Ronnie Cohen looks at some consequences for the motorist of the UK’s measurement muddle.
Have you ever considered buying a car in the UK? If you search for a British car, you are bound to be exposed to typically and uniquely British car specifications. In case you are thinking, “Ah, the Americans use the same or similar car specifications” remember that the Americans use a different gallon, which is a lot smaller than ours, so our miles per gallon fuel economy measures will be very different from the American equivalent, even for the same car!
The relationship between British car specifications and the units used in British road signs is an awkward one. This makes some conversions between imperial and metric units inevitable. The conversion factors are not round numbers so if you want to work out some practical measurements, you will either need to be good at mental arithmetic or you will need a calculator.
Vehicle dimensions in car specifications and car manuals are expressed in metric units. While the TSRGD 2016 made metric units on vehicle dimension signs mandatory for the first time, existing imperial-only versions can remain in place until they wear out and need replacement. There are still many that only show feet and inches. Now, if you are buying a van, over 2.2 metres in width and there is a maximum width limit sign with a measurement of 6 feet 6 inches on the road to your house, how easily can you work out if your vehicle will pass through the bollards on each side?

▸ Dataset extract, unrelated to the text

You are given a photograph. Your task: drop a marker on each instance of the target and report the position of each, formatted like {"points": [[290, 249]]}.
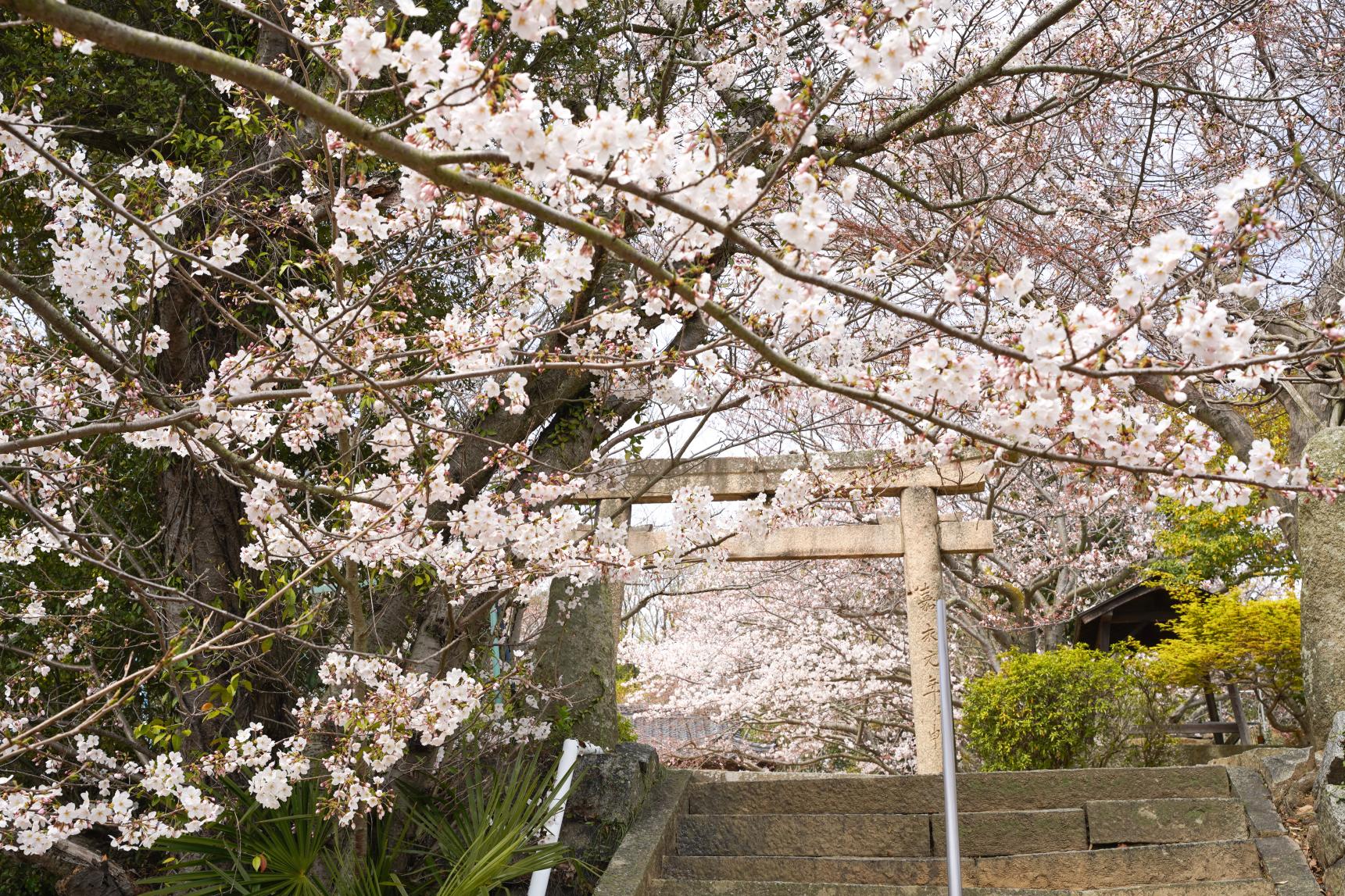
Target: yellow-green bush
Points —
{"points": [[1222, 639], [1068, 708]]}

Or if you are driving a lorry that is 2.9 metres tall and you see a maximum height limit sign of 9 feet 3 inches, can you work out if you will hit the bridge?
When you drive on a motorway, you have probably seen marker posts on the sides of motorway with numbers that increase or decrease in increments of one tenth. Have you ever wondered why your odometer does not change at the same rate as the marker posts as you go past each one? No, there is nothing wrong with your odometer! The marker posts show kilometres while your odometer shows miles.
The speedometer in your car shows both miles and kilometres. This is a legal requirement. The legal requirement to show kilometres was introduced in preparation for Britain’s changeover to kilometres on British roads, which has not happened yet. While Britain retains miles on its road traffic signs, we are stuck with a dual display of miles and kilometres on our speedometers.
Car CO2 emissions are given in grams per kilometre. However, long road distances are only shown in miles. So how many grams of CO2 emissions will be caused by travelling from London to Oxford, a distance of 60 miles? When you see distances in miles and fractions of a mile, would you know how to work out emissions?
With the aim of reducing emissions, governments are encouraging the switch to electric and hybrid cars. So how should their power be expressed: horsepower (a unit proposed by James Watt around 250 years ago when horses where the main source of motive power) or the kilowatt (named after you-know-who and a universal unit for electrical power, understood by anyone who owns an electric kettle)? And how should fuel economy be measured to enable the performance of all types of car – petrol, diesel, hybrid and electric – to be compared?
Fuel economy figures for petrol and diesel cars are expressed in miles per gallon and in litres per 100 kilometres. Both fuel economy measures are awkward when fuel sold by the litre and long road distances are only expressed in miles. For example, suppose that you want to drive from London to Manchester, a distance of 210 miles and you fuel consumption is 50 miles per gallon. Do you know how to work out how many litres of fuel you will need for your journey? Or suppose that your fuel consumption is 5 litres per 100 kilometres. Do you know how to use that to work out how much fuel you will need to drive 210 miles?
I also wonder if many young drivers know how many litres there are in a UK gallon. Fuel ceased to be sold by the gallon in the mid-1980’s, so it is a mystery why we still use gallons for fuel economy measures. And how many British drivers would even attempt such calculations. You can only do these calculations if you know the relevant conversion factors and how to do the calculations, whether mentally or with a calculator. It would be a lot easier if we just used metric units, which are simple, straightforward and all based on powers of 10. But you know that already. How long before our politicians and the UK Department for Transport admit that they accept it too?